1. Introduction of Data Set

The purpose of this research is to Evaluate the Factors that May Affect Students’ Academic Performance.

1.1 Basic Information

  • Data Set Name: Students’ Academic Performance Dataset (xAPI-Edu-Data)
  • Number of Instances: 480
  • Area: E-learning, Education, Predictive models, Educational Data Mining
  • Attribute Characteristics: Integer/Categorical
  • Number of Attributes: 17
  • Date: 2016-11-8
  • Websitehttps://www.kaggle.com/aljarah/xAPI-Edu-Data?select=xAPI-Edu-Data.csv
  • Source: Elaf Abu Amrieh,Thair Hamtini,and Ibrahim Aljarah,The University of Jordan,Amman,Jordan,http://www.Ibrahimaljarah.com www.ju.edu.jo
  • Relevant Papers:
  1. Amrieh, E. A., Hamtini,T., & Aljarah, I. (2016). Mining Educational Data to Predict Student’s academic Performance using Ensemble Methods. International Journal of Database Theory and Application, 9(8), 119-136.
  2. Amrieh, E. A.,Hamtini, T., & Aljarah, I. (2015,November). Preprocessing and analyzing educational data set using X-API for improving student’s performance. In Applied Electrical Engineering and Computing Technologies (AEECT), 2015 IEEE Jordan Conference on (pp. 1-5). IEEE.

1.2 Dataset Introduction

This is an educational data set which is collected from learning management system (LMS) called Kalboard 360. Kalboard 360 is a multi-agent LMS,which has been designed to facilitate learning through the use of leading-edge technology. Such system provides users with a synchronous access to educational resources from any device with Internet connection.

The data is collected using a learner activity tracker tool,which called experience API (xAPI). The xAPI is a component of the training and learning architecture (TLA) that enables to monitor learning progress and learner’s actions like reading an article or watching a training video. The experience API helps the learning activity providers to determine the learner,activity and objects that describe a learning experience.

The dataset consists of 480 student records and 17 features. The features are classified into 3 major categories: (1) Demographic features such as gender and nationality. (2) Academic background features such as educational stage, grade Level and section. (3) Behavioral features such as raised hand on class,opening resources,answering survey by parents,and school satisfaction.

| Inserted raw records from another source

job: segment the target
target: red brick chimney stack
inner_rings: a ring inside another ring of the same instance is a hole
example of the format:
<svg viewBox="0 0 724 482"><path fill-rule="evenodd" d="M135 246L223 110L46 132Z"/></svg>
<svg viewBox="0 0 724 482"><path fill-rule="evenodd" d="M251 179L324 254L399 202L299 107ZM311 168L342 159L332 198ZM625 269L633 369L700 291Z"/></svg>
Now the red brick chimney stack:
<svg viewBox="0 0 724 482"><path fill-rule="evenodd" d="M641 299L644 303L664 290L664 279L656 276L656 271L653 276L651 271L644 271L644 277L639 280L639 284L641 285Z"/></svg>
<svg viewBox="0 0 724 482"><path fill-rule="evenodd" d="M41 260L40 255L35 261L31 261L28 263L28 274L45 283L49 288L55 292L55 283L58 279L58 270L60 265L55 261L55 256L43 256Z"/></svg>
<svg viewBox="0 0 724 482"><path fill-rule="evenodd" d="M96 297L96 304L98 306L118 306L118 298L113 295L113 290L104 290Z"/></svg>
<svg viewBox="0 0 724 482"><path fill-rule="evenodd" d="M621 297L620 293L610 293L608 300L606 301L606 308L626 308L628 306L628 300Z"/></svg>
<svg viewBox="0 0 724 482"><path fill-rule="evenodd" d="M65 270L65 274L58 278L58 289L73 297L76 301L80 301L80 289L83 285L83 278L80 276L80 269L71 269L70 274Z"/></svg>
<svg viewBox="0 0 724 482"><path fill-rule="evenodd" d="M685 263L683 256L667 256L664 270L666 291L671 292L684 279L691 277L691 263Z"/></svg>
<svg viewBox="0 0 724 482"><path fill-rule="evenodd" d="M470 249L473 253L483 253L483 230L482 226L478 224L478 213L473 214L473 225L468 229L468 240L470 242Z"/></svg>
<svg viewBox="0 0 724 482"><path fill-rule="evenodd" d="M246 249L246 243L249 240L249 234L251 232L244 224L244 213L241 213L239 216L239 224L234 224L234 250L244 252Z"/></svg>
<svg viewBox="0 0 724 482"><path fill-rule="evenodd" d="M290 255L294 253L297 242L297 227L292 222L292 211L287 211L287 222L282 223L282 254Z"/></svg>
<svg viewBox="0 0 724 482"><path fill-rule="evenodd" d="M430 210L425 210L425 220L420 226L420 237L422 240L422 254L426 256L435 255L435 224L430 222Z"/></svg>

The dataset consists of 305 males and 175 females. The students come from different origins such as 179 students are from Kuwait,172 students are from Jordan,28 students from Palestine, 22 students are from Iraq,17 students from Lebanon,12 students from Tunis,11 students from Saudi Arabia,9 students from Egypt,7 students from Syria,6 students from USA,Iran and Libya,4 students from Morocco and one student from Venezuela.

The dataset is collected through two educational semesters: 245 student records are collected during the first semester and 235 student records are collected during the second semester.

The data set includes also the school attendance feature such as the students are classified into two categories based on their absence days: 191 students exceed 7 absence days and 289 students their absence days under 7.

This dataset includes also a new category of features; this feature is parent parturition in the educational process. Parent participation feature have two sub features: Parent Answering Survey and Parent School Satisfaction. There are 270 of the parents answered survey and 210 are not,292 of the parents are satisfied from the school and 188 are not.

1.3 Attributes Details

  1. gender:student’s gender
    nominal: ‘Male’,‘Female’

  2. NationalITy:student’s nationality
    nominal: ‘Kuwait’,‘Lebanon’,‘Egypt’,‘SaudiArabia’,‘USA’,‘Jordan’,‘Venezuela’,‘Iran’,‘Tunis’,‘Morocco’,‘Syria’,‘Palestine’,‘Iraq’,‘Lybia’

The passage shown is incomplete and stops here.